Questa recrudescenza dei contagi che, ora dopo ora, sta aumentando esponenzialmente, ci immerge in modo costante nel contesto pandemico.
Sia a livello cosciente che inconscio, da mesi oramai, respiriamo questo clima angosciante.
Anche se possiamo estraniarci, non leggere i giornali, il web o guardare le notizie alla tv, l’idea della pandemia  è sempre presente in noi e alimenta i nostri pensieri.
Cercare di proteggersi (staccandosi dalle notizie e da internet e pensare ad altro), quando l’angoscia sale a livelli alti, è salutare.

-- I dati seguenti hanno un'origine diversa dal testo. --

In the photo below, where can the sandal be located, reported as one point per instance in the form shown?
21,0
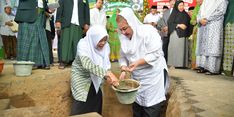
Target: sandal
201,71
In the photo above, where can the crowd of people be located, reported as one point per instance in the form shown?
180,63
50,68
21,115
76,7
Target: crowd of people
200,38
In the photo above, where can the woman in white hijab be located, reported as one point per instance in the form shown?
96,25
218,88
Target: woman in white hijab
142,55
89,69
210,36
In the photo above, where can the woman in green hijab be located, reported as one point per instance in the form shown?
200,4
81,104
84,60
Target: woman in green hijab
114,42
228,58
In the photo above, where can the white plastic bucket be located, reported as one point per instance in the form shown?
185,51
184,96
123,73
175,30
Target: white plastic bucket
23,68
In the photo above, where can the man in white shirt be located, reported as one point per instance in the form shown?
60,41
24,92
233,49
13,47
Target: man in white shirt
144,59
153,17
97,14
8,36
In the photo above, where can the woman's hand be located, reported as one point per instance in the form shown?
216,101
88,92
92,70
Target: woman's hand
122,75
112,79
135,64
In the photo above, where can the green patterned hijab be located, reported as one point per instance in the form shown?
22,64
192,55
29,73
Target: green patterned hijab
113,18
229,16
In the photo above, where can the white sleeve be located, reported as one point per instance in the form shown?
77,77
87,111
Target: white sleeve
153,44
123,60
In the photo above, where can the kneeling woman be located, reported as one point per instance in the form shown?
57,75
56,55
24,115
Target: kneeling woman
89,69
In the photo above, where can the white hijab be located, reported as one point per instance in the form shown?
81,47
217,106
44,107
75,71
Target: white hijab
130,46
209,6
87,47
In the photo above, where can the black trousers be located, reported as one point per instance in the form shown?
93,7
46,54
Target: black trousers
165,41
92,104
152,111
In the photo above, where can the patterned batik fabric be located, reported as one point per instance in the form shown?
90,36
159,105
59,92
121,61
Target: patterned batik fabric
228,49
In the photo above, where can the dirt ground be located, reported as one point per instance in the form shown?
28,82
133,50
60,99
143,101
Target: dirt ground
51,88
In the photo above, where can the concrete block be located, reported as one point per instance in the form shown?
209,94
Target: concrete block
41,111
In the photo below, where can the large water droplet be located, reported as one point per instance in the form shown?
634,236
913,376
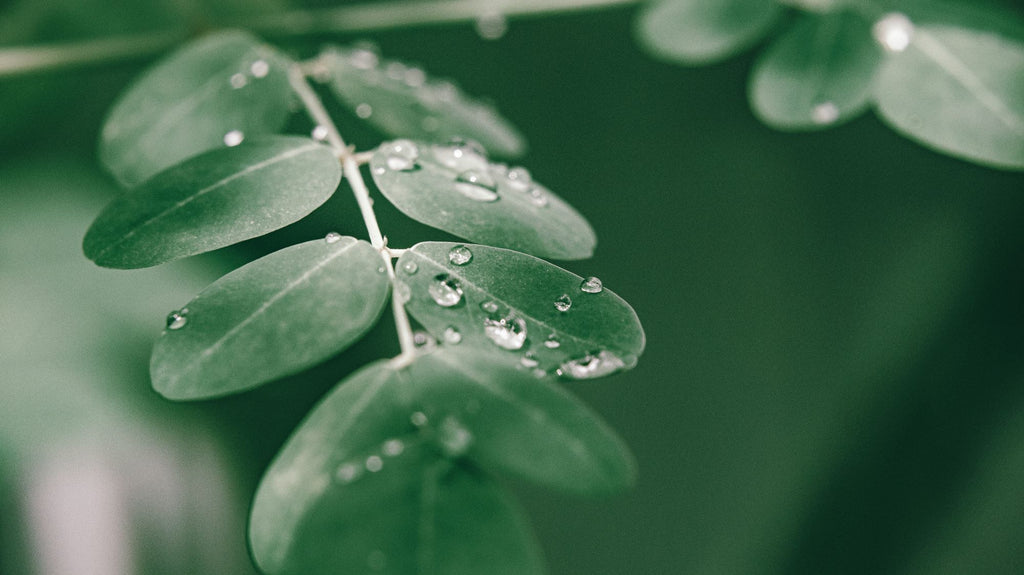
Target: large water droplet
460,255
445,291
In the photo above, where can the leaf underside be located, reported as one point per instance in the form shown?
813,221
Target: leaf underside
274,316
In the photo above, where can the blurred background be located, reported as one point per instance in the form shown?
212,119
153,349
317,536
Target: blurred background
834,381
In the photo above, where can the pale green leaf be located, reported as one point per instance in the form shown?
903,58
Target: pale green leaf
212,201
188,102
958,91
454,187
274,316
705,31
509,306
817,74
403,101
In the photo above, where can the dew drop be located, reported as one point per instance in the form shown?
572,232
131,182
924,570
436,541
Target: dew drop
592,285
177,319
445,291
233,138
460,255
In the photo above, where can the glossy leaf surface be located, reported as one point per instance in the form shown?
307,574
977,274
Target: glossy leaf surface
188,102
705,31
509,307
817,74
958,91
455,188
403,101
212,201
272,317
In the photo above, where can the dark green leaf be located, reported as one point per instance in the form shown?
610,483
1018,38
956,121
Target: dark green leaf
507,305
212,201
272,317
402,101
226,83
455,188
705,31
958,91
817,74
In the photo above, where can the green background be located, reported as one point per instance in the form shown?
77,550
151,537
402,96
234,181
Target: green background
834,381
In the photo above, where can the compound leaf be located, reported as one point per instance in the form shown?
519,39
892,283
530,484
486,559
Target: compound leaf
509,306
817,74
214,200
705,31
225,83
269,318
401,100
455,188
958,91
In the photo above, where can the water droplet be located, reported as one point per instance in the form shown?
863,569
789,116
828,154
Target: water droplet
454,437
233,138
374,463
177,319
460,255
894,32
452,335
563,303
508,332
445,291
393,447
592,365
259,69
592,285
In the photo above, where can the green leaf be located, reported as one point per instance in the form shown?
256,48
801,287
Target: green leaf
506,305
188,102
455,188
403,101
817,74
957,91
272,317
705,31
212,201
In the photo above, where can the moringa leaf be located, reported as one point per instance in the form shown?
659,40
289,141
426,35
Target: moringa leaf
508,305
217,198
272,317
403,101
455,188
817,74
958,91
188,102
705,31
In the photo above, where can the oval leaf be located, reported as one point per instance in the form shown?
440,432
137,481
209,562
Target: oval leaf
455,188
188,102
270,318
510,305
705,31
957,91
212,201
401,100
817,74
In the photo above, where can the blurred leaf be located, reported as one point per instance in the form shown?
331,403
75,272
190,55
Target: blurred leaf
220,197
817,74
187,103
507,304
958,91
705,31
403,101
455,188
272,317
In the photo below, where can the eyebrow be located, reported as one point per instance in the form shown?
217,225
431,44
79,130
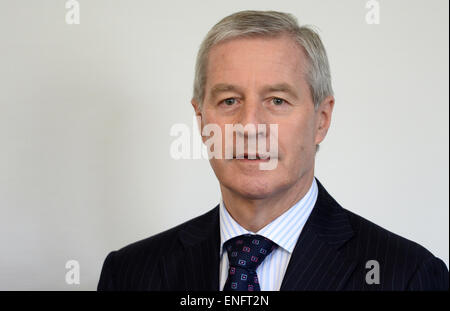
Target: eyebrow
279,87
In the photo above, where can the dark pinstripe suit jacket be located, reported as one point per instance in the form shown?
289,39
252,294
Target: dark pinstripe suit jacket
331,254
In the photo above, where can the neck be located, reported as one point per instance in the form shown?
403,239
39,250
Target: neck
255,214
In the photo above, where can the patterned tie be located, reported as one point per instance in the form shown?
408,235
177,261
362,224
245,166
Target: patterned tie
245,254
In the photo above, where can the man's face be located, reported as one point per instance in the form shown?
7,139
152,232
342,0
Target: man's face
262,81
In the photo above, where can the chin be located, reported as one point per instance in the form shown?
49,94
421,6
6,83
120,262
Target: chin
252,188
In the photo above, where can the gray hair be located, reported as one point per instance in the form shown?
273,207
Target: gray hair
268,24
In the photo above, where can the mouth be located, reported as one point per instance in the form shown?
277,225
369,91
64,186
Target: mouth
255,158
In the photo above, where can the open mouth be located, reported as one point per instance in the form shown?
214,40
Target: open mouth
251,158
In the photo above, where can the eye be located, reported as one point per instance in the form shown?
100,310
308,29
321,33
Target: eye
278,101
229,101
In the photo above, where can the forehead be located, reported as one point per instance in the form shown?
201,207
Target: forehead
256,60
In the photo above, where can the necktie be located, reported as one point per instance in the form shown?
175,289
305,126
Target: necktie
245,254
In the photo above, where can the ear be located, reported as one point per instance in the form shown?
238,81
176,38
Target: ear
323,118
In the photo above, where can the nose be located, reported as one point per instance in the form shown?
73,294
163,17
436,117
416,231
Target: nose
250,116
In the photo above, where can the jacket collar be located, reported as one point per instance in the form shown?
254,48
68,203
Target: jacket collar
315,264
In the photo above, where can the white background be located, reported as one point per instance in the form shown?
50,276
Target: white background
86,112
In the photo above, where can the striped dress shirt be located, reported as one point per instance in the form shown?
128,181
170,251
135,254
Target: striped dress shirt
284,231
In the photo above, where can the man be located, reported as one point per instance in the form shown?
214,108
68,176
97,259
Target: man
275,229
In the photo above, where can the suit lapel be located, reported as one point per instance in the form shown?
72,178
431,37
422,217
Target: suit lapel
196,265
316,262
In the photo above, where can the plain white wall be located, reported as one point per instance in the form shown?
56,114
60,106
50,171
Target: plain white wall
86,110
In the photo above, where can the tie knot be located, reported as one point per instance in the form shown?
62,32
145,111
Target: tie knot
247,251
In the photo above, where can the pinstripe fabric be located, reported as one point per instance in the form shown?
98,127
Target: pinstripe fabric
330,254
284,231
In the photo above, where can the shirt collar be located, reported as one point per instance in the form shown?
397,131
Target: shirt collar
284,230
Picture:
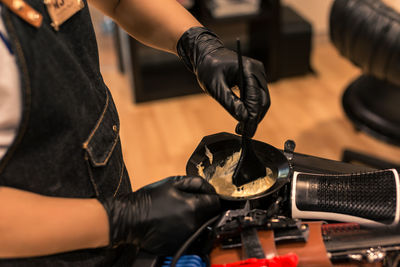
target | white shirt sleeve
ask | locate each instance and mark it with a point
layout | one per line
(10, 95)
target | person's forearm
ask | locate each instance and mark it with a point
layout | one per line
(36, 225)
(157, 23)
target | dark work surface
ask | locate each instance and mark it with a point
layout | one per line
(307, 163)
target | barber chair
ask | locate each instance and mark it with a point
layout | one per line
(367, 32)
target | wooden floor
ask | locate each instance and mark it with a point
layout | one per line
(159, 137)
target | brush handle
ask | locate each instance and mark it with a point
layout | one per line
(370, 198)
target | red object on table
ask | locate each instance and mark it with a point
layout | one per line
(288, 260)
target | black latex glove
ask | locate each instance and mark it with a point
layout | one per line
(216, 68)
(159, 217)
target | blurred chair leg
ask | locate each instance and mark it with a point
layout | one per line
(351, 156)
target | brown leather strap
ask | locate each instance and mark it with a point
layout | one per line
(311, 253)
(24, 11)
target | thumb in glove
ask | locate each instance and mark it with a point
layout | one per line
(217, 71)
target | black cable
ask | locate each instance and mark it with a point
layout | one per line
(189, 241)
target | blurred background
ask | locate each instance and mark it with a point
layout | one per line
(164, 114)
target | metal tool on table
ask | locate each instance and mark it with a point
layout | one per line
(249, 167)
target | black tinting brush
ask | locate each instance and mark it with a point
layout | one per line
(249, 167)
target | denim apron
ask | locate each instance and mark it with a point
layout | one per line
(68, 141)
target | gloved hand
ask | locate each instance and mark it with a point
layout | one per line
(159, 217)
(216, 68)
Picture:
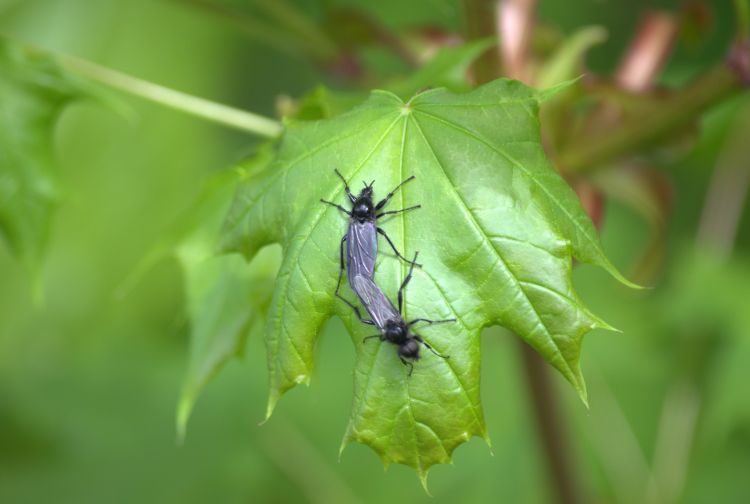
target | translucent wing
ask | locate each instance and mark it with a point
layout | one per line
(375, 302)
(361, 250)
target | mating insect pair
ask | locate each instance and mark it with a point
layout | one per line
(361, 252)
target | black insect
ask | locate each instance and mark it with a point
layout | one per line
(361, 236)
(393, 328)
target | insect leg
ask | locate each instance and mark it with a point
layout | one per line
(347, 212)
(405, 283)
(346, 186)
(384, 201)
(380, 231)
(412, 322)
(397, 211)
(429, 347)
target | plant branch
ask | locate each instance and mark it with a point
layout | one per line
(193, 105)
(482, 21)
(547, 409)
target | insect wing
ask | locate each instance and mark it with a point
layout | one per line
(375, 302)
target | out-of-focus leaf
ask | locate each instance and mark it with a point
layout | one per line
(566, 62)
(227, 299)
(33, 91)
(322, 103)
(704, 304)
(496, 232)
(448, 69)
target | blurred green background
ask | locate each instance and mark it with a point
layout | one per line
(89, 379)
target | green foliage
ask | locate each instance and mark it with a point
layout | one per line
(33, 92)
(227, 299)
(496, 233)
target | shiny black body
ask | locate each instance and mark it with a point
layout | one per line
(393, 328)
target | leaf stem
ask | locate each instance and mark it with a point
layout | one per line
(199, 107)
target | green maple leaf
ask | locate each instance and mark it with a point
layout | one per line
(33, 91)
(497, 232)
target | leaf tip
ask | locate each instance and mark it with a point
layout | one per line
(423, 473)
(615, 273)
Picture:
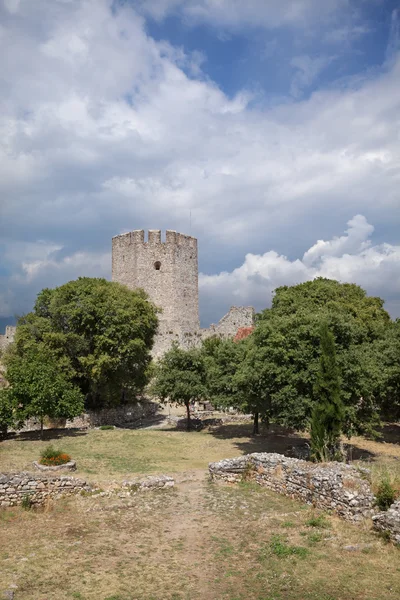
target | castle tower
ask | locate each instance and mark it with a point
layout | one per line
(168, 273)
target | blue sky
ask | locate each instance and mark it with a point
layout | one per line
(275, 123)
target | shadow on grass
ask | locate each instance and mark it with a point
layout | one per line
(274, 439)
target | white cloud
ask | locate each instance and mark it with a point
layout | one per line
(307, 70)
(350, 258)
(256, 13)
(102, 129)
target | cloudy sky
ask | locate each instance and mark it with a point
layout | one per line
(268, 129)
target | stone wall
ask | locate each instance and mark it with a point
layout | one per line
(333, 486)
(167, 272)
(8, 337)
(15, 487)
(389, 521)
(121, 416)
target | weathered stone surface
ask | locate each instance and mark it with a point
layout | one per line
(69, 466)
(332, 486)
(195, 424)
(149, 483)
(389, 521)
(38, 488)
(168, 272)
(121, 416)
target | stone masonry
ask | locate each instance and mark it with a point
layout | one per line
(341, 488)
(389, 521)
(14, 487)
(168, 272)
(8, 337)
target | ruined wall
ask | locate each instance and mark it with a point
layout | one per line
(389, 522)
(121, 416)
(238, 317)
(168, 273)
(8, 338)
(341, 488)
(15, 487)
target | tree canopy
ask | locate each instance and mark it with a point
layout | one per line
(97, 333)
(328, 412)
(38, 388)
(180, 377)
(283, 365)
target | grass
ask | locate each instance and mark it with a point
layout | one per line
(197, 541)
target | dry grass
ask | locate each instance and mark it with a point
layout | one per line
(198, 541)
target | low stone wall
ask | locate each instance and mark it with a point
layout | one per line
(121, 416)
(151, 482)
(332, 486)
(389, 521)
(14, 487)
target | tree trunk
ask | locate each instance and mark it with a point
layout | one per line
(189, 423)
(256, 429)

Infatti, quando l’angoscia raggiunge livelli estremi, entrano in gioco anche meccanismi difensivi che in alcuni casi possono portare alla negazione completa. Quest’ultima frase vi dice qualcosa?

Infatti a livello psicologico si può ipotizzare che i cosiddetti “negazionisti” in realtà sottendano più paura e depressione rispetto al resto della popolazione che si limita – tristemente- a prendere atto della situazione con consapevolezza.

Infatti, normalmente le persone hanno ansie e pensieri legati al Coronavirus che riguardano il lavoro, le finanze, la salute personale e dei propri cari, come è giusto che sia.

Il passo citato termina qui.